Not so, say Matthieu Piel and colleagues (J. Cell Biol. 149, 317–330; 2000). They have been following the behaviour of centrioles throughout the cell cycle (the time between successive cell divisions) in living cells. Centrioles are difficult to see by standard light microscopy, so Piel et al. made use of the fluorescent tag green fluorescent protein (GFP). They fused GFP to centrin, a small calcium-binding protein present in the lumen of the centriole. Fluorescence — a marker of the amount of GFP-tagged centrin — is always more intense in the mother centriole. So, the intensity of fluorescence seems to be indicative of the maturity of a centriole. This allowed the authors to show that a daughter centriole remains ‘immature’ until it duplicates and itself becomes a mother. The observation also indicates that one centriole may not be able to replace the other functionally, but this needs to be confirmed.

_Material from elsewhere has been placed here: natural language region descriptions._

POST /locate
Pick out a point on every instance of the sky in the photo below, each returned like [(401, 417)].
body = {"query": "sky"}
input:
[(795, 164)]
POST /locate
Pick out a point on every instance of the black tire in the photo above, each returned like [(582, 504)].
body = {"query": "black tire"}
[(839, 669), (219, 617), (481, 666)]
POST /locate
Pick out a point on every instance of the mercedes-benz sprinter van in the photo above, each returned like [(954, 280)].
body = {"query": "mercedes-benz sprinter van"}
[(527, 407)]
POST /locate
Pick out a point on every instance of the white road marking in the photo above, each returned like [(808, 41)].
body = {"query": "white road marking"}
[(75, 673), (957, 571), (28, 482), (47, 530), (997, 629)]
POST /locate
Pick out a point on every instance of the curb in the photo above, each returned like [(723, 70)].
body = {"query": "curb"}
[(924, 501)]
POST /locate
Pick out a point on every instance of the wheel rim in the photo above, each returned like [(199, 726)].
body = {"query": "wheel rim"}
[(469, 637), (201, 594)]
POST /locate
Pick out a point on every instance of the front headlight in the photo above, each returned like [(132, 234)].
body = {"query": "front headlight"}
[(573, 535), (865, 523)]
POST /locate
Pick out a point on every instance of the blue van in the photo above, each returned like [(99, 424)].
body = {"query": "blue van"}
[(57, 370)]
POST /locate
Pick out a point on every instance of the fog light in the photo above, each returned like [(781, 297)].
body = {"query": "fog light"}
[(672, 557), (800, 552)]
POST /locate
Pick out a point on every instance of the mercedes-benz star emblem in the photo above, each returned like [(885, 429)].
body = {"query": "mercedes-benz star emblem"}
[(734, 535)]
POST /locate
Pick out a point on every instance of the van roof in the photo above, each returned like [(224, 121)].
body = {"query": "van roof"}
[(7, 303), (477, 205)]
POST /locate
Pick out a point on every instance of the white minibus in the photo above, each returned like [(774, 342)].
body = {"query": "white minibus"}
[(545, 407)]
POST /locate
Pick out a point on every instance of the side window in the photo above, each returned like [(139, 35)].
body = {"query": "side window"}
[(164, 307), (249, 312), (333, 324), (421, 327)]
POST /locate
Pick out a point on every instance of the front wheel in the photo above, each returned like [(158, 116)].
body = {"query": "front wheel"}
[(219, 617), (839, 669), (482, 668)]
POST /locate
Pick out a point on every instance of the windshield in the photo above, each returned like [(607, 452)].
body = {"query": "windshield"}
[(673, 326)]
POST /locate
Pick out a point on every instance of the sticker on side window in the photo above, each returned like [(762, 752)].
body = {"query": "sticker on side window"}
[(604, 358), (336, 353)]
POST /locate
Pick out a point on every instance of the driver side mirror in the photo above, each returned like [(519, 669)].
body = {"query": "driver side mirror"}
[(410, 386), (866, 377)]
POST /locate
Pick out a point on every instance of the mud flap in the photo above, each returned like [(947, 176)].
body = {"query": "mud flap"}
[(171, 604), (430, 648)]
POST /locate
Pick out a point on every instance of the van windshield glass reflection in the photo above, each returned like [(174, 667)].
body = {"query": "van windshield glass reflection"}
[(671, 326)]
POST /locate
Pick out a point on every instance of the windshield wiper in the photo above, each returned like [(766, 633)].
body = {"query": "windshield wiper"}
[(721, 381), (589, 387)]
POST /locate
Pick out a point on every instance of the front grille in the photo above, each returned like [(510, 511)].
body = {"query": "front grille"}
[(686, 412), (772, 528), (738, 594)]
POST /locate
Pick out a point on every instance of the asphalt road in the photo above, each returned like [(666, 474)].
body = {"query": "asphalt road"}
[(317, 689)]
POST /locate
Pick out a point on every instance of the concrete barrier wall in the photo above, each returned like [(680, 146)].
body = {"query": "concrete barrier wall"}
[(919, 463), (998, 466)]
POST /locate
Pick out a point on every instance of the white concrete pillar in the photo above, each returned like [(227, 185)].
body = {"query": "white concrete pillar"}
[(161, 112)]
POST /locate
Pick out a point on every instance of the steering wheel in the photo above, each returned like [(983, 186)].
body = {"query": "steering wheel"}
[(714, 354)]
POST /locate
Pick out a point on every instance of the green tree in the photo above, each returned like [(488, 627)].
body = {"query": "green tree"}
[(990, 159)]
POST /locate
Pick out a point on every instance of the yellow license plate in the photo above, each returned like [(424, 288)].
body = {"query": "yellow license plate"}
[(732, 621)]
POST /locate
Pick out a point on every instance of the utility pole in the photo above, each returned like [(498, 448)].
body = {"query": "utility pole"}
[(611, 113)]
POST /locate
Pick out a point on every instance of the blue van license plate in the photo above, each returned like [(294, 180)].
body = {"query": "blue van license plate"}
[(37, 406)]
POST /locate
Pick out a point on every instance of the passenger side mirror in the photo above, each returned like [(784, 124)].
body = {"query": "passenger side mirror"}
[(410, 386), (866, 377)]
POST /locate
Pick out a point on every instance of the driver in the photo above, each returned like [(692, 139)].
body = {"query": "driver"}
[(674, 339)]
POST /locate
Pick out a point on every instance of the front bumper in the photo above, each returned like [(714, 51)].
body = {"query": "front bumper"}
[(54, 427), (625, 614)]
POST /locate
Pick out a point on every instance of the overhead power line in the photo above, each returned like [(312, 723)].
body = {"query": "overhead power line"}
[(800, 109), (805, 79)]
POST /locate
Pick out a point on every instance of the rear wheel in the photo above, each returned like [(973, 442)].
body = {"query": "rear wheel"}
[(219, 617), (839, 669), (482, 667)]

The most striking observation, however, is that the two centrioles exhibit dramatically different behaviour. For several hours after cell division, the daughter centriole roams extensively through the body of the cell, separating from the mother by many micrometres. Motility gradually subsides at the time of centriole duplication, the start of which coincides with the beginning of DNA replication in the nucleus. But these movements also take place — and are more pronounced — in the absence of nuclei. An example of these movements over a period of 20 minutes is shown in b and c of the figure. While the daughter (blue) runs free, the mother centriole (red) resides in the centre of the microtubule array ( d in the figure).

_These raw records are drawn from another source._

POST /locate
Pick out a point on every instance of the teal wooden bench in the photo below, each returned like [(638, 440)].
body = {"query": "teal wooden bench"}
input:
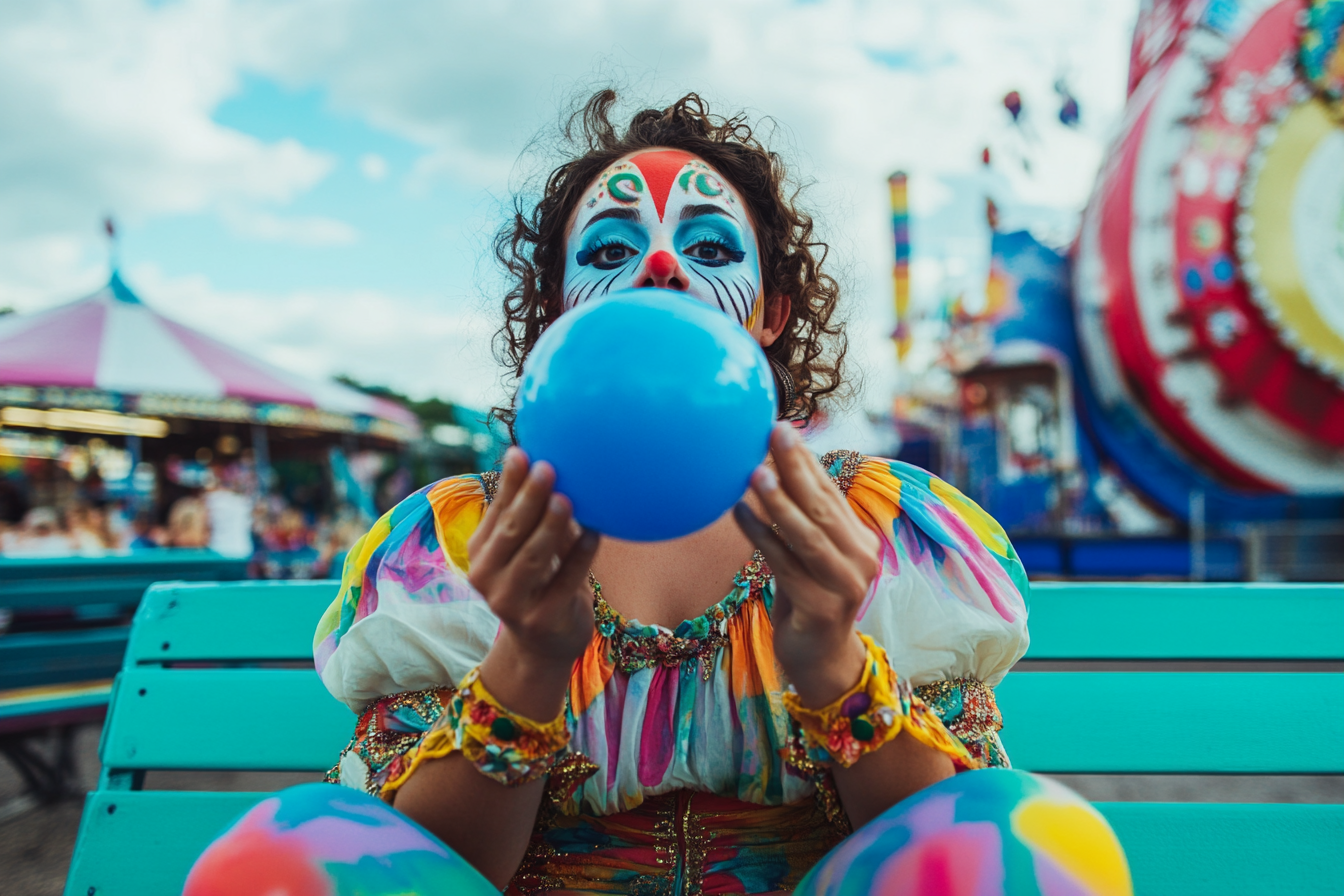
[(261, 707), (57, 665)]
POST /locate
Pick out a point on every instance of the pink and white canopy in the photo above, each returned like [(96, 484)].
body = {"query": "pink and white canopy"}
[(112, 343)]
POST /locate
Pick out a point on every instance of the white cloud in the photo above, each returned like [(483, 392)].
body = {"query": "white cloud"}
[(105, 108), (418, 344), (105, 105), (296, 230), (372, 167)]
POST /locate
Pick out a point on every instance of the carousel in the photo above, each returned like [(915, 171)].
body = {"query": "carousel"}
[(106, 395)]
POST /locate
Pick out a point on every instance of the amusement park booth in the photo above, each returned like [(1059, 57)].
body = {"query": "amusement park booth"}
[(108, 387)]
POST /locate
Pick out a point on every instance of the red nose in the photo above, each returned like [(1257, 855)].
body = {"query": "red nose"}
[(661, 263)]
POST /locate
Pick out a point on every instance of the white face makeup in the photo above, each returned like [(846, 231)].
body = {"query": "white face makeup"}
[(664, 218)]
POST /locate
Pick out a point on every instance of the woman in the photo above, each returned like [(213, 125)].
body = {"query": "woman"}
[(562, 709)]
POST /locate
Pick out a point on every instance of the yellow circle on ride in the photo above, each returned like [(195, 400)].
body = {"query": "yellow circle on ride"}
[(1293, 234)]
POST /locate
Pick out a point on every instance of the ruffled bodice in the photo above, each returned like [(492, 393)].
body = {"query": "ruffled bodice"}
[(699, 707)]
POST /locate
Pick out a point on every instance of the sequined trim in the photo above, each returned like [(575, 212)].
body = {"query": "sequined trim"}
[(968, 708), (491, 484), (386, 732), (843, 466), (504, 746), (635, 648), (875, 711)]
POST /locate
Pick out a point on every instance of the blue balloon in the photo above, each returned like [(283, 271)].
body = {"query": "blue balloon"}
[(652, 407)]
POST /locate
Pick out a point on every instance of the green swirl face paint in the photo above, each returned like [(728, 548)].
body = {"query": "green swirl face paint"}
[(664, 218), (625, 187)]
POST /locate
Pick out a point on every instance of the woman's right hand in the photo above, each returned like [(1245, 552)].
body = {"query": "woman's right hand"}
[(530, 560)]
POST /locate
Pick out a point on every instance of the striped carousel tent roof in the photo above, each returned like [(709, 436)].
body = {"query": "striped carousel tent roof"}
[(114, 348)]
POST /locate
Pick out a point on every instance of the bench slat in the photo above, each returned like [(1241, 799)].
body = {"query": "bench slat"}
[(1178, 849), (34, 658), (234, 621), (145, 845), (237, 719), (1231, 849), (1058, 722), (1152, 621), (1180, 723), (67, 582), (34, 708)]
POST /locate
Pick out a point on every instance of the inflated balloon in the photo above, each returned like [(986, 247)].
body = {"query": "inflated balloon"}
[(653, 410), (980, 833), (325, 840)]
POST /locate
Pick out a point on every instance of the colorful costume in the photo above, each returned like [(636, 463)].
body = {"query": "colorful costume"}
[(684, 771)]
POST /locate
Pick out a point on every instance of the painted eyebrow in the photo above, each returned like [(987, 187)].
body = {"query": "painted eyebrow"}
[(696, 211), (621, 214)]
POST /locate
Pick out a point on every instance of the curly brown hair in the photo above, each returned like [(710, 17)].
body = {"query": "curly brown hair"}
[(531, 246)]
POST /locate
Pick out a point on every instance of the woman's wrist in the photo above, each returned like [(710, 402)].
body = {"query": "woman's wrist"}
[(823, 681), (527, 684)]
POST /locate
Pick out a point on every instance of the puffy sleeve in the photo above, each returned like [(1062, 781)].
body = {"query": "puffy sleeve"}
[(406, 618), (950, 599)]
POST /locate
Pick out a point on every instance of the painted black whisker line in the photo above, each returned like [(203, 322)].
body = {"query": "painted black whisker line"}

Splitting of the centriole pair has previously been observed under certain experimental conditions or in specialized cell types, but what the work of Piel et al. implies is that centriolar excursions are a normal event during a considerable portion of the cell cycle. Why one centriole should roam the cell after completion of cell division is unknown, as is the mechanism underpinning these movements. But the observations shake the myth of a stereotypical, right-angled orientation of centrioles, and suggest that these curious organelles might have some hitherto unsuspected functions associated with their wanderings.